Ordinanza di Cassazione Civile Sez. 5 Num. 16310 Anno 2024
Civile Ord. Sez. 5 Num. 16310 Anno 2024
Presidente: COGNOME NOME
Relatore: COGNOME NOME
Data pubblicazione: 12/06/2024
ORDINANZA
sul ricorso iscritto al n. 13139/2018 R.G. proposto da:
RAGIONE_SOCIALE, domiciliato ex lege in ROMA, INDIRIZZO presso la CANCELLERIA della CORTE di CASSAZIONE, rappresentato e difeso dagli avvocati NOME COGNOME (CODICE_FISCALE), NOME COGNOME (CODICE_FISCALE).
–
ricorrente – contro
RAGIONE_SOCIALE, elettivamente domiciliata in INDIRIZZO, presso l’AVVOCATURA GENERALE DELLO STATO (P_IVA) che ex lege la rappresenta e difende.
–
contro
ricorrente –
avverso SENTENZA di COMM.TRIB.REG.VENETO n. 1084/2017, depositata il 30/10/2017.

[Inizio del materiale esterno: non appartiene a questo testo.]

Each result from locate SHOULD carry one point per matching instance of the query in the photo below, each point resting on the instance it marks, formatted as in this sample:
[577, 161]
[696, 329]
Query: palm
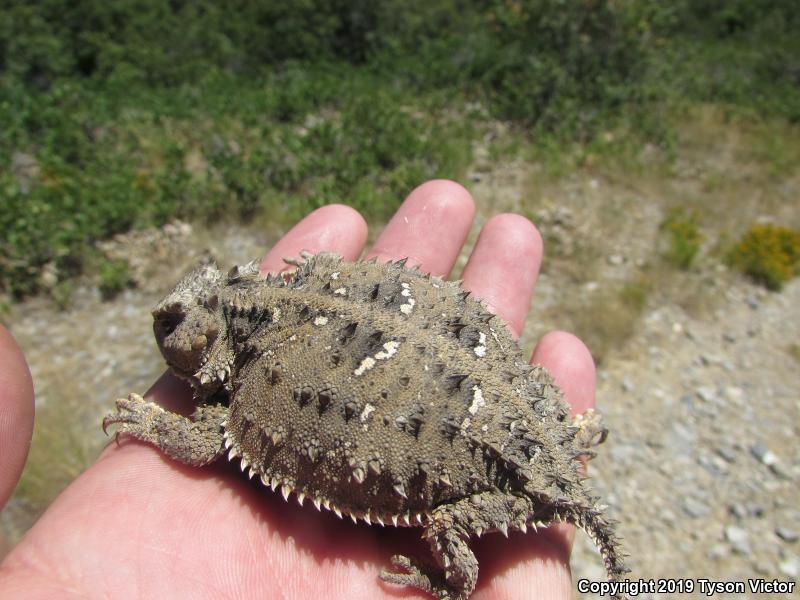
[136, 524]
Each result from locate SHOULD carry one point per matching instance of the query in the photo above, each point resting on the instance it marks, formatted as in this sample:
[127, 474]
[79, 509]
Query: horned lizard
[378, 392]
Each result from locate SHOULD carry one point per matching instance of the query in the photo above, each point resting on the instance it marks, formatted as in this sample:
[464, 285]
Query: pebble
[727, 453]
[787, 535]
[694, 508]
[739, 510]
[763, 454]
[738, 539]
[790, 567]
[623, 454]
[707, 393]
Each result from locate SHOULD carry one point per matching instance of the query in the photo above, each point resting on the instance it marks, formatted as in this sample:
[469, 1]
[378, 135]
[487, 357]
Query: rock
[734, 394]
[727, 453]
[790, 567]
[623, 454]
[763, 454]
[786, 534]
[738, 539]
[739, 510]
[717, 551]
[707, 393]
[694, 508]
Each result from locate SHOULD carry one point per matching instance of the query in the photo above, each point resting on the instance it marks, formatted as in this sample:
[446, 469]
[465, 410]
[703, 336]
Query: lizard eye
[168, 323]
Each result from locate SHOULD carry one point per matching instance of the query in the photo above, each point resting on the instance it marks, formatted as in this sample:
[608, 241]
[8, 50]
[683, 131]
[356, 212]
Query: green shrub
[769, 254]
[683, 238]
[114, 276]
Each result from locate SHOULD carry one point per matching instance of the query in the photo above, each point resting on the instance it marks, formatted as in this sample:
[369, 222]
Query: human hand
[137, 524]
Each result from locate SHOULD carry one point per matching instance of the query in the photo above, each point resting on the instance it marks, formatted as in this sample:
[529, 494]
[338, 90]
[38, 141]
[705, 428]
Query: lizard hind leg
[448, 534]
[196, 440]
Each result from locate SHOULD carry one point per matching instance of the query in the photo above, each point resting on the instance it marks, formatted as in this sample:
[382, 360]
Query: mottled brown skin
[378, 392]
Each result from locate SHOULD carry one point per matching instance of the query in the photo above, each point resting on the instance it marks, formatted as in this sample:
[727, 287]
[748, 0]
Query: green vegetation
[128, 114]
[114, 277]
[683, 238]
[769, 254]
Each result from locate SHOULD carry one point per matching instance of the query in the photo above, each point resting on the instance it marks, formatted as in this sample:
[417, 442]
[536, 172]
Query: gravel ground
[702, 464]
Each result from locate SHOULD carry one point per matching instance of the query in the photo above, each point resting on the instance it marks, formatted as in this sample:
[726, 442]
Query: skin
[136, 524]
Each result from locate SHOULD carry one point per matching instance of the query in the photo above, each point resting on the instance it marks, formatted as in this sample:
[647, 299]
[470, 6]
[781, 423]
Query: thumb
[16, 413]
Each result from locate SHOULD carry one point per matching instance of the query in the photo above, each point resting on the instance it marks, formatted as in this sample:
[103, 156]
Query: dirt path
[701, 393]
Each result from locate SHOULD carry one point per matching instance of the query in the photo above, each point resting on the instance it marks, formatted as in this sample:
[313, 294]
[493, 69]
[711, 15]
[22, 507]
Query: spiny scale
[380, 393]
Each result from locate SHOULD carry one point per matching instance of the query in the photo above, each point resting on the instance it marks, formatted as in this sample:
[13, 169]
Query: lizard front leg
[196, 440]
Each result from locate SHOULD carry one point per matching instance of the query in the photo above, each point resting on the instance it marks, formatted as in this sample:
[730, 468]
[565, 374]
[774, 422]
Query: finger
[429, 228]
[16, 413]
[571, 365]
[503, 267]
[335, 228]
[540, 568]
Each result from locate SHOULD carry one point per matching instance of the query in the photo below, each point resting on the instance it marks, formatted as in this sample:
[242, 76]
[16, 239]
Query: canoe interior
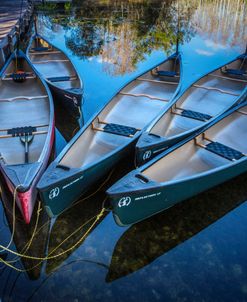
[135, 106]
[211, 102]
[191, 159]
[22, 112]
[52, 63]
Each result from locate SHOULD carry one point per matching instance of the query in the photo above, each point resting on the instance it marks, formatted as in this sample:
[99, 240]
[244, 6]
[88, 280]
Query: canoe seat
[41, 48]
[75, 90]
[191, 114]
[60, 79]
[220, 149]
[116, 129]
[196, 115]
[19, 76]
[120, 129]
[224, 151]
[165, 73]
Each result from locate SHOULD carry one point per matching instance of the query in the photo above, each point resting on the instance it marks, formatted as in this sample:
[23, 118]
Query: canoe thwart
[216, 89]
[116, 129]
[19, 76]
[191, 114]
[221, 149]
[239, 72]
[242, 112]
[196, 115]
[34, 133]
[24, 97]
[227, 78]
[157, 81]
[63, 167]
[62, 79]
[41, 48]
[151, 97]
[39, 126]
[21, 131]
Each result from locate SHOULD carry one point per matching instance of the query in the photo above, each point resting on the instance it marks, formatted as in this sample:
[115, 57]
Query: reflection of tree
[223, 21]
[121, 33]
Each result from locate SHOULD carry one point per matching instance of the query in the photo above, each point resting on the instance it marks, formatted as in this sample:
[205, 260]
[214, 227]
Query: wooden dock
[10, 11]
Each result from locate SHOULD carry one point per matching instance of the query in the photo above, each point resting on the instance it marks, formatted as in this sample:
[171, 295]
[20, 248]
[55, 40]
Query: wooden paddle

Udita la relazione svolta nella camera di consiglio del 31/05/2024 dal Consigliere NOME COGNOME.
RITENUTO CHE
Con la sentenza indicata in epigrafe la Commissione tributaria regionale accoglieva parzialmente l’appello proposto da RAGIONE_SOCIALE avverso la decisione della Commissione tributaria provinciale di Venezia, pronunciata nel giudizio avente ad oggetto l’impugnazione dell’avviso di accertamento con il quale l’RAGIONE_SOCIALE RAGIONE_SOCIALE RAGIONE_SOCIALE elevava il valore catastale e rideterminava la rendita proposta dalla società con procedura di variazione DOCFA, relativamente ad un compendio immobiliare di categoria D/2 e C/1, sito in Comune di CavallinoTreporti INDIRIZZO), e rideterminava il classamento e conseguentemente la rendita catastale attribuita.
La CTR osservava che l’avviso, non affetto da vizi formali, è censurabile, nel merito, perché il coefficiente di vetustà «deve essere calcolato nella misura del 10%» in quanto «l’hotel con piscina classificato a 4 stelle, dependance e appartamenti situati in villini unifamiliari e un ampio ristorante e, dopo il recente intervento, di un centro benessere» risultava «in ottime condizioni manutentive tali da consentire la piena efficienza e dal non incidere sulla redditività come del resto dimostra la classificazione di struttura 4 stelle» e, inoltre, perché andava «accolta una riduzione della superficie determinata con l’avviso di accertamento impugnato relativamente alla seconda struttura» da mq. 418 a mq. 383, con conseguente rideterminazione della rendita catastale, ferma la Cat. D/2 (euro 75.165,52) e quella C/1 (euro 7.239,59).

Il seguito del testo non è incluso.